If time travel was possible, where are all the time travellers from the future? They would be everywhere.
HINT: Starbucks..........
Nah, there's probably certain periods in history that are more popular than others. Everyone would want to go back to the birth of Christ; no one would want to go back to the late 1970's.
Well, if a time traveller came from the future, he'd probably do something to change history. Get a bunch of time travellers going back in time, and eventually, one of them will change history so that the time machine isn't invented in the future. Then on the alternate time line, time machines are probably invented again, only to be not invented as there is further time travel and screwing with the time line.
Just to be hypothetical . . . what if the future only exists when we get there. So the time travel can only go into the past.
Sounds weird, but think of it this way. With some video games, even when you reach level 2, you can still play level 1 . . . but not level 3 until you achieve something. Maybe that's the way it will be with time travel . . . the past is level 1, the present level 2, and the future level 3. You can't actually get to the future until it naturally occurs and becomes the present.
I've always believed that you could not go back further in time than the day the time machine was invented.
Therefore, since there are no 'time' machines, there can be no 'travelers'.

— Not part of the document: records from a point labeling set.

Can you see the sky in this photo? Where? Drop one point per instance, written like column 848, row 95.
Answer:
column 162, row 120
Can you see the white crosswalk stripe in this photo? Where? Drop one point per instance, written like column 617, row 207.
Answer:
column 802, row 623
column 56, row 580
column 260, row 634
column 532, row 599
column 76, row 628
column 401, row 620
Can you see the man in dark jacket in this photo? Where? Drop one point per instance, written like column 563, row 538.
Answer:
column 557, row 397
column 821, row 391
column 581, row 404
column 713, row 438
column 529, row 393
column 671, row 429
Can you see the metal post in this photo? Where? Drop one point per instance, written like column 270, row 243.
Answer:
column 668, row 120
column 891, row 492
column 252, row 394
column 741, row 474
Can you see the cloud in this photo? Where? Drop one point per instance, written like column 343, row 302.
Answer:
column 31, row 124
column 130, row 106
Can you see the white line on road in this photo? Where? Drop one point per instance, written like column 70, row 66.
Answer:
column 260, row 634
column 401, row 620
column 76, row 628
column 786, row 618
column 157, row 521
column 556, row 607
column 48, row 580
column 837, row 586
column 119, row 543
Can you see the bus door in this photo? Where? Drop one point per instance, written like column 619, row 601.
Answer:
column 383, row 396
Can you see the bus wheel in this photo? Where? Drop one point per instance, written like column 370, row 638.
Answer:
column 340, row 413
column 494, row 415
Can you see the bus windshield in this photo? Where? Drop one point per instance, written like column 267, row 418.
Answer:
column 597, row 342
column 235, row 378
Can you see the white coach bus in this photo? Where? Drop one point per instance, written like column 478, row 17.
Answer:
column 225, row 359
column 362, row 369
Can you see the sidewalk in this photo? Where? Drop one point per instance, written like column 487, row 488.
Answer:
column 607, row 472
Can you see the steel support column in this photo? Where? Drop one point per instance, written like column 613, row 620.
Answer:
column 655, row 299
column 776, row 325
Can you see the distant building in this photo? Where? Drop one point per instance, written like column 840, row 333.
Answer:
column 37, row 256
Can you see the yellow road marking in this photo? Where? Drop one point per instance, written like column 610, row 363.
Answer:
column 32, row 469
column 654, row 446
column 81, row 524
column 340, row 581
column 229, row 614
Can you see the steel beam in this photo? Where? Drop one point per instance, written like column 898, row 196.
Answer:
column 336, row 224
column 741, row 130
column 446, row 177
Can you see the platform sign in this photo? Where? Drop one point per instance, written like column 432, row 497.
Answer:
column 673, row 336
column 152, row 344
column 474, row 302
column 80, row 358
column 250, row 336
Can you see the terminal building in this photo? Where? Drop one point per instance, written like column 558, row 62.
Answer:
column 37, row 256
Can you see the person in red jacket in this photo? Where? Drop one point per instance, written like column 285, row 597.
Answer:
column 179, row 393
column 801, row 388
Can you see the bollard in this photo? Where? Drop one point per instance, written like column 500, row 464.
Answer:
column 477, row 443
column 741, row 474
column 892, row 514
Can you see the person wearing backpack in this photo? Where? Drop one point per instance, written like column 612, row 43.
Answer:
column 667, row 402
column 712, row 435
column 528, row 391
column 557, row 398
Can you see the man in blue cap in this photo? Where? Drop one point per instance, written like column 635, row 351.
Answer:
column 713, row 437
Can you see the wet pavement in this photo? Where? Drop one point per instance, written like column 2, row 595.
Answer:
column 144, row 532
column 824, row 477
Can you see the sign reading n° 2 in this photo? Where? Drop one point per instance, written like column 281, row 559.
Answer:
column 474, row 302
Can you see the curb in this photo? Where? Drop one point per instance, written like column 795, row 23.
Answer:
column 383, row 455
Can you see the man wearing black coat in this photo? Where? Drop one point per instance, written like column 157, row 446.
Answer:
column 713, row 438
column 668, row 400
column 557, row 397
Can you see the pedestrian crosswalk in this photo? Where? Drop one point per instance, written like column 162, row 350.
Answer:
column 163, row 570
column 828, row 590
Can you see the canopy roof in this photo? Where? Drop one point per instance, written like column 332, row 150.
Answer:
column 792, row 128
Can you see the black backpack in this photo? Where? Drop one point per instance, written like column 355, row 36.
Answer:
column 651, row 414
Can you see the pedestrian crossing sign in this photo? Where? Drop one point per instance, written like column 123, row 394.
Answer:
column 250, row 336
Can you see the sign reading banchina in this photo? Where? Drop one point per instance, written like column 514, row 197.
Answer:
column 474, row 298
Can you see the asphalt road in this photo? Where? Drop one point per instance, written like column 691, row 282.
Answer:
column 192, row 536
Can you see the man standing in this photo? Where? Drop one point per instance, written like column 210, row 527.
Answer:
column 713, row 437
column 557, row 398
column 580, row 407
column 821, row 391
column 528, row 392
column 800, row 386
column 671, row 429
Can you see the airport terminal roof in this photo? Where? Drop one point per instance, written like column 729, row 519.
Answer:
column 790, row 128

"If time travel was possible, where are all the time travellers from the future? They would be everywhere."
Just saw a program on this on the Discovery Channel. Looks like time travelers enter a parallel universe so we wouldn't see them.

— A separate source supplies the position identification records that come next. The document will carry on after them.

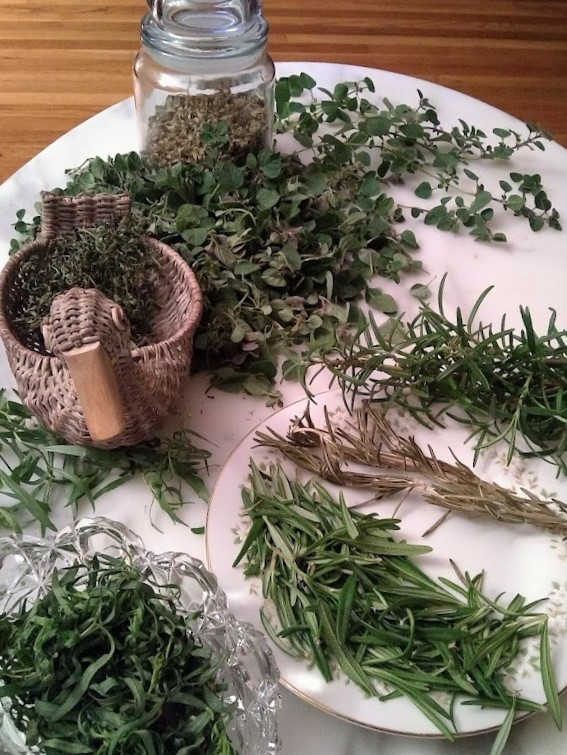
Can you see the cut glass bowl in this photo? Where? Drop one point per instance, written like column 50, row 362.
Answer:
column 248, row 675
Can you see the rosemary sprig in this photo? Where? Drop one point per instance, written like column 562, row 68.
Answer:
column 397, row 464
column 507, row 384
column 39, row 470
column 339, row 588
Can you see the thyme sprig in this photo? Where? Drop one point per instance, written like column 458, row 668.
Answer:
column 388, row 463
column 285, row 252
column 340, row 589
column 104, row 663
column 507, row 384
column 40, row 471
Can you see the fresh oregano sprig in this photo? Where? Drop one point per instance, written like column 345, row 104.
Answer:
column 340, row 589
column 40, row 470
column 284, row 252
column 401, row 140
column 104, row 663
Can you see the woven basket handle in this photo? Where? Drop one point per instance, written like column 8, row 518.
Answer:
column 61, row 214
column 97, row 391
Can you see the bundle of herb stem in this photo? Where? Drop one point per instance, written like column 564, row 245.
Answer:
column 339, row 589
column 508, row 385
column 284, row 251
column 104, row 663
column 39, row 470
column 388, row 463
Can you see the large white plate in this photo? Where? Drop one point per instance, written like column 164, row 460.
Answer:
column 529, row 270
column 507, row 555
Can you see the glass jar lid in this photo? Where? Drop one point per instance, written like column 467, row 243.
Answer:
column 204, row 30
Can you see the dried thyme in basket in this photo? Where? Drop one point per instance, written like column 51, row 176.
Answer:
column 111, row 257
column 339, row 589
column 285, row 251
column 180, row 130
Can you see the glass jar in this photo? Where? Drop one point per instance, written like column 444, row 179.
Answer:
column 203, row 77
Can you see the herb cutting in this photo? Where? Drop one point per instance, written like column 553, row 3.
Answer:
column 285, row 251
column 104, row 663
column 340, row 590
column 507, row 385
column 388, row 464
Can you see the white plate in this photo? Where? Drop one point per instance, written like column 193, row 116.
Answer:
column 529, row 270
column 505, row 553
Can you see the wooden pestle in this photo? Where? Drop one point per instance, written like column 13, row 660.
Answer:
column 97, row 390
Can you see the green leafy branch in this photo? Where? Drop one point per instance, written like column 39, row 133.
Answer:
column 39, row 470
column 402, row 141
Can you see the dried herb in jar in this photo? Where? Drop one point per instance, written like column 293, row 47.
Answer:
column 177, row 129
column 111, row 257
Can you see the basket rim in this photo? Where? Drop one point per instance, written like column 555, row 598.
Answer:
column 188, row 327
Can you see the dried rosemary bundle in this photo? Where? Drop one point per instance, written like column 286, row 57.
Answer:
column 111, row 257
column 341, row 590
column 177, row 129
column 397, row 464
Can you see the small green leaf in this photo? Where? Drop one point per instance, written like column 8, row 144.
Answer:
column 424, row 190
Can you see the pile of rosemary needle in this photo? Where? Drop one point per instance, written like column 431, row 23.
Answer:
column 389, row 463
column 339, row 589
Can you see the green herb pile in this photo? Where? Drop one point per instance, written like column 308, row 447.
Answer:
column 340, row 590
column 38, row 469
column 110, row 257
column 507, row 384
column 175, row 130
column 284, row 251
column 104, row 663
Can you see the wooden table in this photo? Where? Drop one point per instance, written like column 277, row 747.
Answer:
column 63, row 61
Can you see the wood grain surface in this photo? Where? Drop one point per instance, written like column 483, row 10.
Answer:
column 65, row 60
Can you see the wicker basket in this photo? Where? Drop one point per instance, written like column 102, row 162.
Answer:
column 91, row 387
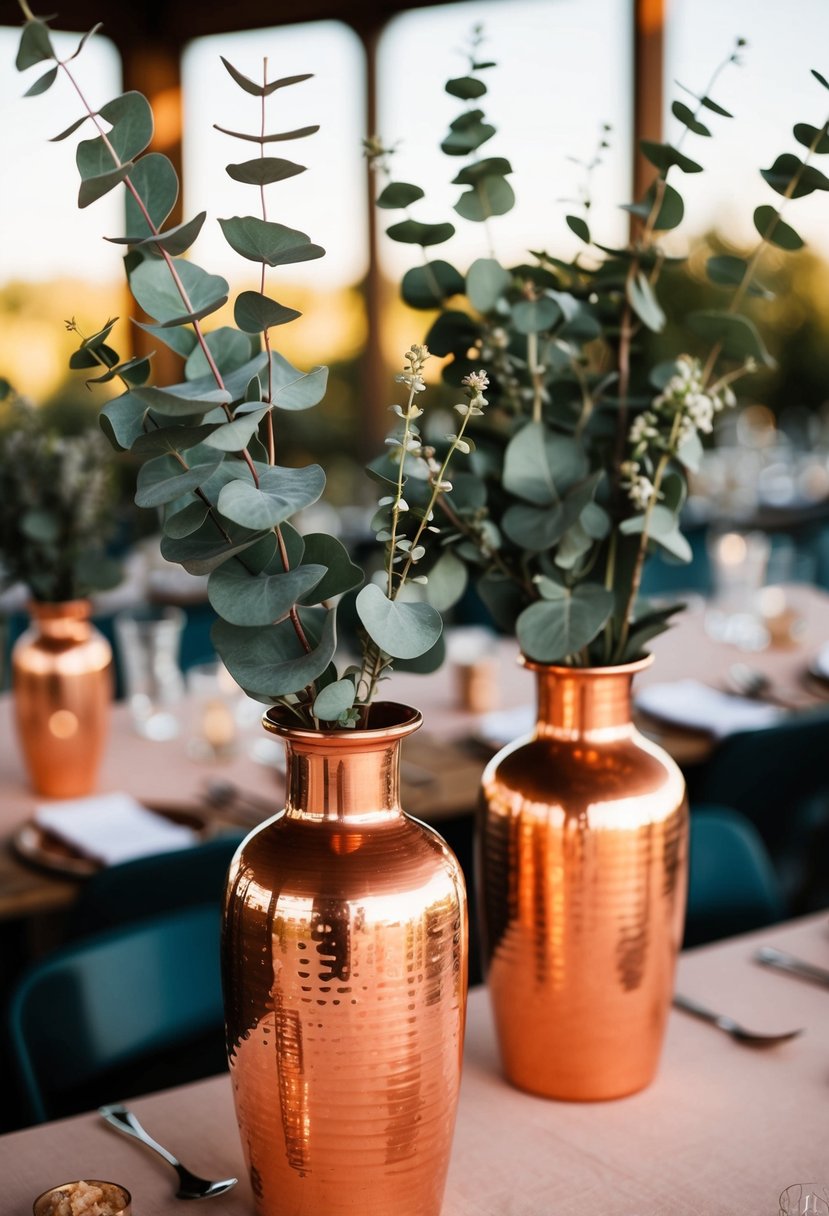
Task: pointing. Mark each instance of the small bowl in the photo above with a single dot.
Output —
(43, 1205)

That's the classic question, but I think I have the answer: There are better times to visit.
Or another possibility is the world was conquered by Islam and we reverted to a society of camel herders too stupid to discover it.

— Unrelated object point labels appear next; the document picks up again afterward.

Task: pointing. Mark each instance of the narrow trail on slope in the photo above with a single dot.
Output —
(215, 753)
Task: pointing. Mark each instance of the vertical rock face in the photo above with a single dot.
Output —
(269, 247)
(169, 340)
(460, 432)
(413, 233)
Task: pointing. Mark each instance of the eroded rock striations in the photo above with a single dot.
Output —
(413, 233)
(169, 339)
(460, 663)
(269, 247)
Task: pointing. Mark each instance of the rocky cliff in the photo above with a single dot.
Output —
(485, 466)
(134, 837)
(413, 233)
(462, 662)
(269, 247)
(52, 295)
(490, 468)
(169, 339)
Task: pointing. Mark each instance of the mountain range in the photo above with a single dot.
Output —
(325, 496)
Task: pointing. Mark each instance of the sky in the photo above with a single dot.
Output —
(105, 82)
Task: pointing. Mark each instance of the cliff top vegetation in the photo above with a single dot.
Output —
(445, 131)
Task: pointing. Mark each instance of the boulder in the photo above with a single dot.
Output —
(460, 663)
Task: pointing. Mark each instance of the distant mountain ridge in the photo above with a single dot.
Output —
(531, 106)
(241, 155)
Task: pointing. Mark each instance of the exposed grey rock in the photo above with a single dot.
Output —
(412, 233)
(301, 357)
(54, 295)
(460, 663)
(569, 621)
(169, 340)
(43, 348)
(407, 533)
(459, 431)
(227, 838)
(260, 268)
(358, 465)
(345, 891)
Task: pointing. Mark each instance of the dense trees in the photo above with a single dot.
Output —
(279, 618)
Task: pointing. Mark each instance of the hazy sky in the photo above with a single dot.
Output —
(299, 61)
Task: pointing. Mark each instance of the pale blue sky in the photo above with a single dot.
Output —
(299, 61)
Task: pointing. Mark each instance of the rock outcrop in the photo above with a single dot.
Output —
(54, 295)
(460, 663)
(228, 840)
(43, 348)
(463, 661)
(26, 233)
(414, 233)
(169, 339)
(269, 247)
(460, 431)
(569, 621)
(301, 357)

We live in a time second - one-second that keeps "moving" forward. ( In fact, time is a solid, so it doesn't "move") Millions of time travelers could go back in time and keep missing our "second". ( Just kidding, but you asked!)
We live in a time second - one-second that keeps "moving" forward. ( In fact, time is a solid, so it doesn't "move") Millions of time travelers could go back in time and keep missing our "second". ( Just kidding, but you asked!)
You can only go backwards in time to the moment the time machine was created. For obvious reasons.
someones got to invent it first...as soon as we do,
all the future folks will start visiting us.....
they can't do it until we do it! Get it????
This is real easy...
My guess, is that what is gonna change is the understanding
of physics will progress so that most of the suppositions we
have now will be proven to be impossible, and only a few
will be provable, and/or doable. (just a guess, however!)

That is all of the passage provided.